3. Purchase of Assets
Local 1170 failed to report correctly the purchase of a computer during the audit year 2006. Purchases of assets must be recorded in Item 29 – Fixed Assets on Statement A and in Item 52 – Purchase of Fixed Assets on Statement B. In addition, a small description of what was purchased can be entered in Item 56 – Additional Information.
4. Total Disbursements
The audit of Local 1170’s records for the fiscal year ending December 31, 2006 revealed that total disbursements were underreported by $18,980 in Statement A of the LM-3 report.
Local 1170 must file an amended Form LM-3 for fiscal year ending December 31, 2006, to correct the deficient items discussed above. At the exit interview, ||||||||| |||||||| provided you with a blank form and instructions, and advised you that the reporting forms and instructions are available on the OLMS website (www.olms.dol.gov).
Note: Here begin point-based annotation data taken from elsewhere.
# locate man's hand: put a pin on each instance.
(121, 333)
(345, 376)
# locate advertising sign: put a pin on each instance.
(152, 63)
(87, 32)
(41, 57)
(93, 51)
The audit disclosed that several of the disbursement vouchers did not have proper signatures of both the president and the person receiving the check. OLMS recommends in the future that both parties sign all vouchers before a check is disbursed. Achieving this is an effective internal control of union funds.
I want to extend my personal appreciation to you for the cooperation and courtesy extended during this compliance audit. I strongly recommend that you make sure this letter and the compliance assistance materials provided to you are passed on to future officers. If we can provide any additional assistance, please do not hesitate to call.